After the December 2010 elections in Belarus democratic activists and opponents of Belarus's newly 're-elected' President Alexander Lukashenko raised a storm over what they deemed to be fraud elections. President Lukashenko, who has been in office since 1994, was re-elected into office with more than 80% of the nation's votes. More than 700 people were arrested after the elections. Most of the arrested came from demonstrations in the capital of Minsk against the government.
The December protests became December clashes between Belarus activists and state police as indiscriminate injuries and arrests were abound as police used a variety of methods and tools (stun grenades, nightsticks, and vice versa) to beat down protestors and speculators alike.

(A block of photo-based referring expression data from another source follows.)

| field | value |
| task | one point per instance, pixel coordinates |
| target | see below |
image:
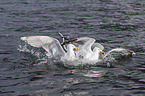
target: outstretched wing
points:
(97, 45)
(120, 52)
(51, 45)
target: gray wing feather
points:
(51, 45)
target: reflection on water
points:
(113, 23)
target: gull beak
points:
(76, 48)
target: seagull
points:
(52, 46)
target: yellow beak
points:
(102, 52)
(76, 48)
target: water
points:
(113, 23)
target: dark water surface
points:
(113, 23)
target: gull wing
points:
(120, 52)
(51, 45)
(97, 45)
(84, 44)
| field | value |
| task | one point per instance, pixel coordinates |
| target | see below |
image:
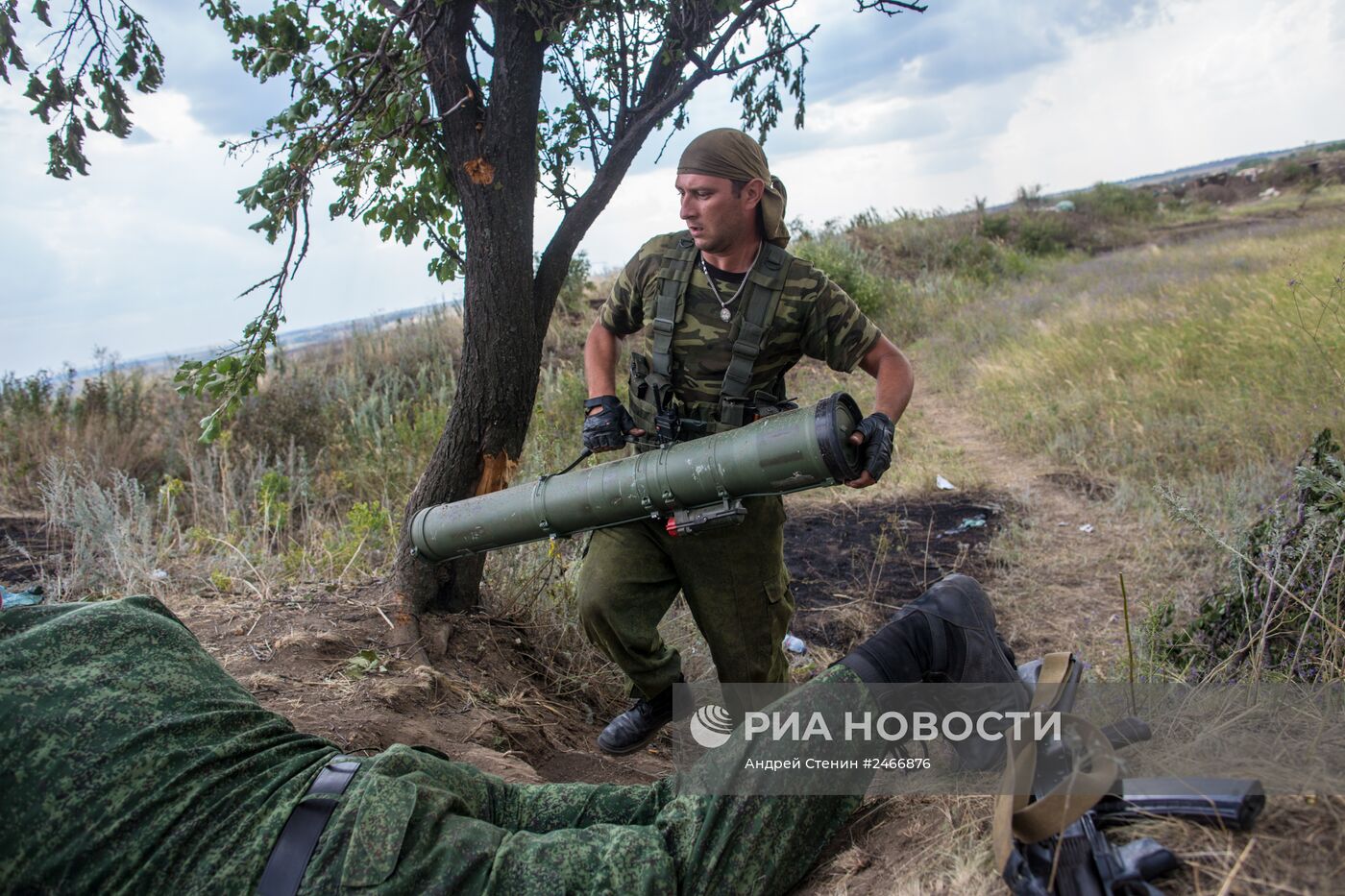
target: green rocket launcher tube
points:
(693, 485)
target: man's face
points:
(719, 221)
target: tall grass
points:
(1190, 366)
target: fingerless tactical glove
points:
(877, 430)
(605, 429)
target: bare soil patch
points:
(854, 564)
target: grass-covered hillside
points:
(1140, 338)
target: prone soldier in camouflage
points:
(726, 312)
(134, 763)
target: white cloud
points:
(147, 254)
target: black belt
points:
(298, 839)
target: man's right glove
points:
(877, 430)
(605, 430)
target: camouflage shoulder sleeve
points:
(624, 309)
(836, 329)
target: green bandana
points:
(726, 153)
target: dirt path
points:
(1055, 581)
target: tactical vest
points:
(652, 402)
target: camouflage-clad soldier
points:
(726, 312)
(134, 764)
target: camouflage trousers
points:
(134, 763)
(733, 580)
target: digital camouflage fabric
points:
(733, 580)
(134, 764)
(816, 318)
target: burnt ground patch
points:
(851, 566)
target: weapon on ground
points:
(693, 485)
(1080, 860)
(1227, 802)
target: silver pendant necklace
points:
(725, 315)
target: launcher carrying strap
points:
(763, 298)
(1017, 815)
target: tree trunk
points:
(506, 309)
(494, 167)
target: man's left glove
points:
(877, 430)
(605, 430)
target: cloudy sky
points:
(972, 98)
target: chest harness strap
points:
(767, 284)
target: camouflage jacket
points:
(816, 318)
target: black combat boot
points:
(948, 635)
(638, 725)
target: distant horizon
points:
(291, 334)
(915, 111)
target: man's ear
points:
(752, 193)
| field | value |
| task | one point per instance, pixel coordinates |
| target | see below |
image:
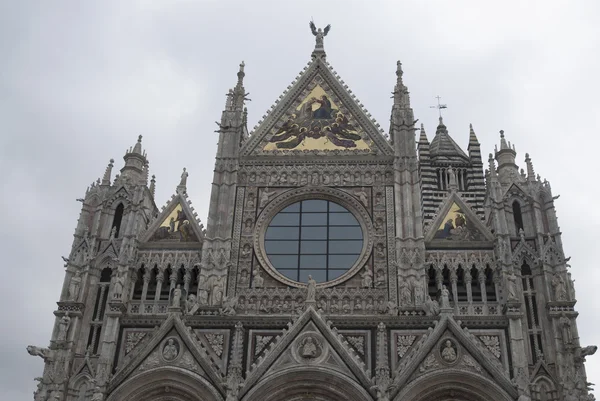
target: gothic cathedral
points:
(338, 262)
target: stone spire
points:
(153, 185)
(530, 172)
(182, 187)
(135, 160)
(319, 34)
(108, 173)
(401, 96)
(506, 158)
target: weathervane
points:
(319, 35)
(439, 106)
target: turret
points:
(135, 163)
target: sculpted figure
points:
(431, 307)
(448, 353)
(419, 294)
(367, 278)
(560, 290)
(176, 302)
(405, 294)
(63, 327)
(511, 287)
(229, 305)
(216, 294)
(445, 298)
(191, 305)
(309, 348)
(170, 351)
(565, 324)
(74, 286)
(98, 395)
(311, 289)
(44, 353)
(257, 280)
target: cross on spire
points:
(439, 106)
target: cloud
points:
(80, 81)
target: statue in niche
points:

The "riots" had two presidential candidates injured and gave an excuse for the Belarus government to raid offices and homes of suspected activists who took part in the protests. Swiftly, the government shut down a few independent presses and tightened its restrictions on the people.
Besides activists and political opponents, human rights organisations that have criticized the Belarus government of holding illegitimate elections were also raided. Currently, Vladimir Nekliayev, one of the candidates who ran in 2010, was beaten, incarcerated and now put under house arrest for "attempting to organize" mass riots on December 19th, the election day.

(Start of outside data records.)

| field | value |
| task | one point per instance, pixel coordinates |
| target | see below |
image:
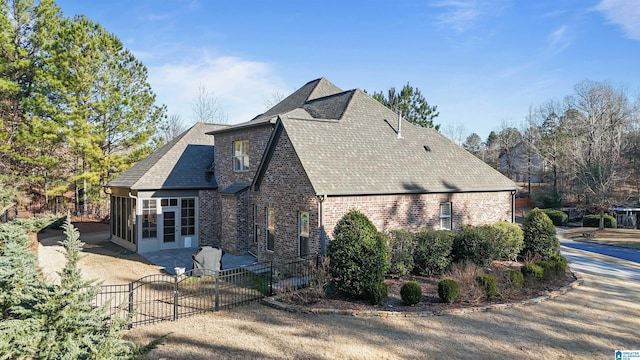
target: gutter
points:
(323, 236)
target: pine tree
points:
(73, 327)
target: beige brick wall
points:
(223, 156)
(208, 218)
(414, 211)
(286, 188)
(232, 215)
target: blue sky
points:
(482, 63)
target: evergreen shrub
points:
(489, 284)
(432, 254)
(539, 236)
(448, 290)
(532, 271)
(594, 221)
(411, 293)
(358, 255)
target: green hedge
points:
(358, 255)
(432, 252)
(448, 290)
(558, 218)
(594, 221)
(411, 293)
(401, 249)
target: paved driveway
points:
(589, 322)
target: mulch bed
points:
(471, 295)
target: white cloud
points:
(560, 39)
(461, 15)
(239, 85)
(624, 13)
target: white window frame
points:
(241, 155)
(271, 228)
(149, 218)
(445, 216)
(303, 231)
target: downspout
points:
(323, 237)
(513, 206)
(136, 218)
(110, 217)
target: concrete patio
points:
(170, 259)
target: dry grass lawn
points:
(628, 238)
(589, 322)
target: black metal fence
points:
(163, 297)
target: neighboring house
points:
(521, 165)
(283, 180)
(155, 204)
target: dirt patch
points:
(102, 260)
(470, 292)
(589, 322)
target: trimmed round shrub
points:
(476, 244)
(548, 268)
(509, 240)
(558, 218)
(448, 290)
(432, 254)
(594, 221)
(539, 236)
(411, 293)
(488, 284)
(515, 278)
(560, 263)
(401, 248)
(358, 255)
(378, 292)
(532, 271)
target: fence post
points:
(130, 307)
(175, 297)
(217, 276)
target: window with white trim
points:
(149, 219)
(188, 216)
(303, 232)
(445, 216)
(271, 229)
(241, 155)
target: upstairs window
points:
(241, 155)
(445, 216)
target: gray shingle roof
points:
(300, 98)
(360, 152)
(180, 164)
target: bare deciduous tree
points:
(206, 109)
(598, 117)
(275, 98)
(173, 127)
(456, 133)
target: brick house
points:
(284, 179)
(156, 204)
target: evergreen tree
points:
(411, 104)
(42, 321)
(73, 327)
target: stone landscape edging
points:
(272, 302)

After sternly condemning Belarus' actions in handling the protesters, the European Union and the United States of America imposed sanctions on Belarus including a travel ban on major government officials including President Lukashenko and even the freezing of assets for the Belarus government. Many have described this situation as a big "test for Europe". Poland has become the centre and rally point of the international protests against Lukashenko's regime.

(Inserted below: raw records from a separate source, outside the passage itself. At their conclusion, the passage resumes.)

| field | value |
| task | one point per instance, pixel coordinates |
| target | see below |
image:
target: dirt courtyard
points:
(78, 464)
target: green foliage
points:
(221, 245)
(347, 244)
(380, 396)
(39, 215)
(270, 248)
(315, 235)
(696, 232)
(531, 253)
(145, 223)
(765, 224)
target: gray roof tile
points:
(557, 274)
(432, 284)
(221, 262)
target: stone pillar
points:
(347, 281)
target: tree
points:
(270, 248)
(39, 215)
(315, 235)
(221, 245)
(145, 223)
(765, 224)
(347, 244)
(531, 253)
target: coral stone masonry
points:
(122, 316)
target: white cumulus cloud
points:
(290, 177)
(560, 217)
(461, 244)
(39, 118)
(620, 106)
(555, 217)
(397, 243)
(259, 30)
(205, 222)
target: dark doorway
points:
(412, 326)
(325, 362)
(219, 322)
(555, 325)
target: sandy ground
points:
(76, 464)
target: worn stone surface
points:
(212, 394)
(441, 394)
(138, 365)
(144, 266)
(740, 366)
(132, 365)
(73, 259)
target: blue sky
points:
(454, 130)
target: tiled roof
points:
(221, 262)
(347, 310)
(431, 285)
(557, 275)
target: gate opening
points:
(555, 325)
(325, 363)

Just today, multiple European governments pledged more than $120 million in aid to opposition groups in Belarus at the Warsaw Conference. Poland is currently the single largest financial donor of dissidents in Belarus. Poland's annual pro-dissident budget roughly equals U.S. financial support of more than $10-$15 million. Furthermore, the European Union announced today that it would be increasing its aid to $21 million.
The Lukashenko government has decried the Warsaw Conference as an "open provocation" especially after Radoslaw Sikorski, Poland's Foreign Minister, openly declared that Lukashenko was "losing" and that "sooner or later [Lukashenko] will be forced to flee before [his] fellow citizens and seek shelter in another country." Minister Sikorski also blatantly compared the Belarusian political situation to those of Tunisia's and Egypt's and the government of Belarus to the former government of Tunisia which was recently ousted by the Tunisian people.
The Lukashenko government also accused Poland of trying to "redraw" the political map of Poland-Belarus borders admist the "din of injustice".